Menariknya, peningkatan salinitas hingga 200 mM menyebabkan kenaikan aktivitas enzim katalase dan peroksidase masing-masing sebesar 125,5% dan 99,4%, yang menandakan adanya respons pertahanan antioksidan dalam tanaman. Sebaliknya, aktivitas malondialdehid (MDA), yang merupakan indikator kerusakan sel akibat stres oksidatif, justru menurun sebesar 53,9%. Hal ini menunjukkan bahwa pada level salinitas yang tinggi, chia mampu mengurangi dampak negatif kerusakan sel melalui peningkatan aktivitas enzim antioksidan.
Pada level metabolit sekunder, penelitian ini menemukan bahwa kandungan total fenol dan flavonoid pada bibit chia meningkat masing-masing sebesar 55,0% dan 9,9% pada konsentrasi NaCl 40 mM, menunjukkan adanya peningkatan produksi senyawa bioaktif yang mungkin berperan dalam meningkatkan ketahanan terhadap stres. Namun, pada konsentrasi NaCl 150 mM, kandungan gula terlarut, nitrogen, dan protein dalam bibit chia menurun drastis, dengan penurunan masing-masing sebesar 73,0%, 57,6%, dan 57,6% dibandingkan kontrol. Penurunan ini mengindikasikan bahwa pada salinitas tinggi, tanaman chia mengalami penurunan dalam kemampuan menyerap dan memanfaatkan nutrisi penting.
Model fungsi Gompertz non-linear yang digunakan dalam penelitian ini juga memberikan deskripsi yang akurat mengenai pola perkecambahan dan pembentukan bibit chia di bawah kondisi salinitas, dengan R² yang sangat tinggi (≥ 0.97 untuk perkecambahan dan ≥ 0.93 untuk pembentukan bibit). Model ini dapat menjadi alat yang berguna untuk memprediksi respons tanaman chia terhadap kondisi lingkungan yang menantang, seperti salinitas tinggi.

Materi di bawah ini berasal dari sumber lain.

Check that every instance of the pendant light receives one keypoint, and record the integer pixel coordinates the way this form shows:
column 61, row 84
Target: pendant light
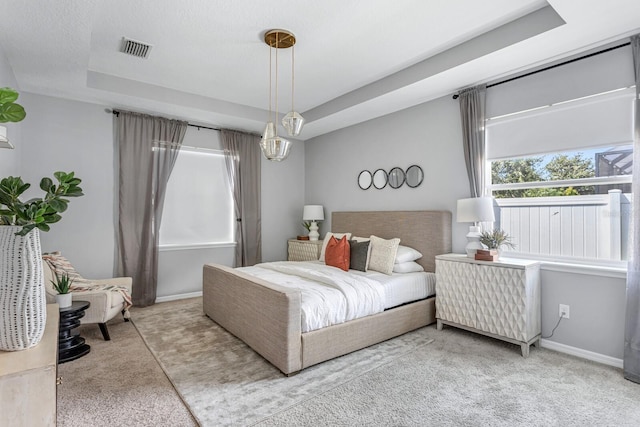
column 274, row 147
column 293, row 121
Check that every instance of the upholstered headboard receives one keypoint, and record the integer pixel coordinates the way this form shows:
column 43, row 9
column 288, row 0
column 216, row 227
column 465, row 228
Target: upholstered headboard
column 427, row 231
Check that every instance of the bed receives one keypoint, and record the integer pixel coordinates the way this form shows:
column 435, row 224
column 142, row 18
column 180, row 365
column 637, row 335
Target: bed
column 267, row 317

Secara keseluruhan, penelitian ini menunjukkan bahwa meskipun chia memiliki ketahanan terhadap salinitas hingga level tertentu, konsentrasi garam yang melebihi 40 mM mulai menunjukkan efek yang merugikan pada pertumbuhan dan metabolisme bibit. Hal ini menekankan pentingnya pemahaman yang mendalam tentang faktor-faktor lingkungan dalam budidaya chia, khususnya di daerah dengan tingkat salinitas tanah yang tinggi. Pengembangan varietas chia yang lebih tahan garam, atau modifikasi teknik budidaya untuk memitigasi dampak salinitas, bisa menjadi kunci untuk memaksimalkan potensi tanaman superfood ini dalam ekosistem agro-industri.